Can thermodynamics provide us with the desired proof of an irreversible direction of time? To answer this question, I will turn directly to the Second Law of Thermodynamics, which was first formulated by Rudolf Clausius during the second half of the nineteenth century and now exists in various formulations. For the purposes of this study, I will use the following wording: In an isolated system, entropy never decreases; in the case of reversible processes, it remains constant; and, in the case of irreversible processes, it continually increases.

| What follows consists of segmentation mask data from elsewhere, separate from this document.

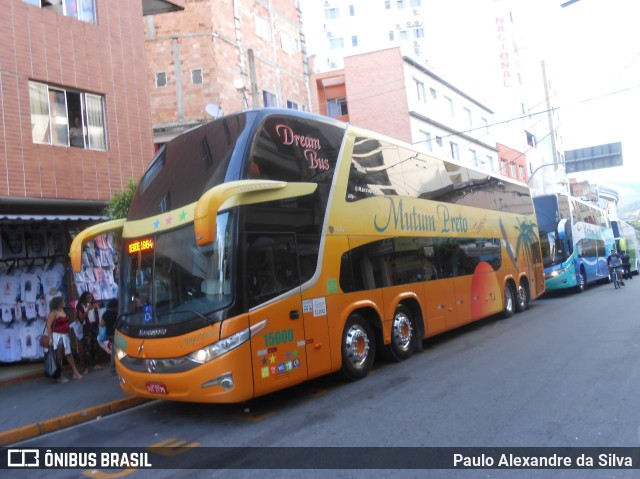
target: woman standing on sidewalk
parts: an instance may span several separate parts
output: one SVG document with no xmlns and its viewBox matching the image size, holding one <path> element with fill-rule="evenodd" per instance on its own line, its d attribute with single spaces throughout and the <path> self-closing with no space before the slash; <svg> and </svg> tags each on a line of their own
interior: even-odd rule
<svg viewBox="0 0 640 479">
<path fill-rule="evenodd" d="M 89 372 L 89 368 L 102 369 L 98 363 L 98 328 L 100 318 L 98 317 L 98 303 L 93 299 L 93 295 L 85 291 L 80 295 L 76 306 L 78 321 L 82 324 L 82 336 L 84 343 L 84 374 Z"/>
<path fill-rule="evenodd" d="M 71 352 L 71 341 L 69 340 L 69 316 L 64 311 L 64 299 L 57 296 L 49 302 L 49 315 L 47 316 L 47 334 L 49 335 L 49 347 L 55 348 L 58 361 L 62 365 L 62 351 L 67 358 L 67 362 L 73 371 L 75 379 L 82 379 L 82 375 L 76 367 Z M 57 379 L 59 383 L 66 383 L 69 380 L 61 374 Z"/>
</svg>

While an open system can exchange energy and matter with its environment, a closed system exchanges only energy with its environment. A theoretical idealization of the closed system that is often used successfully is the isolated system, in which neither matter nor energy is exchanged. Entropy denotes the measure of disorder in a system. In everyday life, we experience entropy in many ways: Hot coffee cools off at room temperature; it has not yet been observed that milk poured into coffee spontaneously separates out again after dispersing, although according to the laws of classical mechanics, this must be possible. These observations create enigmas. How can it be that coffee and milk follow a temporal sense of direction although the laws that determine the behavior of coffee and milk molecules are time-symmet-ric?283

But it is not only the domestic coffee table that obeys the Second Law; even our solar system continually complies with it. The sun is slowly burning its nuclear energy; it will radiate light and warmth until its collapse in approximately five billion years, and thus, with every photon emitted, it increases entropy in the universe. Applied to the universe as a whole, the theorem of ever-increasing entropy therefore means that the order in the universe is moving toward decay. In this context, one frequently speaks of the inevitable heat death of the universe. This does not mean that the universe is being destroyed by heat. Nor does it mean directly that the heat is disappearing and extreme cold will rule. What is "dying" is the exchange of energy, so that ultimately there will no longer be a gradient between different levels of energy. Heat death thus signifies complete heat equalization (thermal equilibrium) and maximum disorder. A state has been reached where time has ceased to flow. This is why thermal balance is also called a "time peak" \Zeit-gipfe[\2U At the time peak, an isolated system is cut off from a possible future because it can no longer change. It also no longer has access to its past, for the development cannot be directed backwards by the decrease in entropy. For the first time, something like a historical dimension becomes visible in physics itself.285 The irreversibility in thermodynamics invites one to rethink the relationship of being and becoming. For Newton it was reasonable to understand the universe as a pattern of eternally existing elements. Thermodynamics, on the contrary, urges one to understand becoming as the basic structure of the universe.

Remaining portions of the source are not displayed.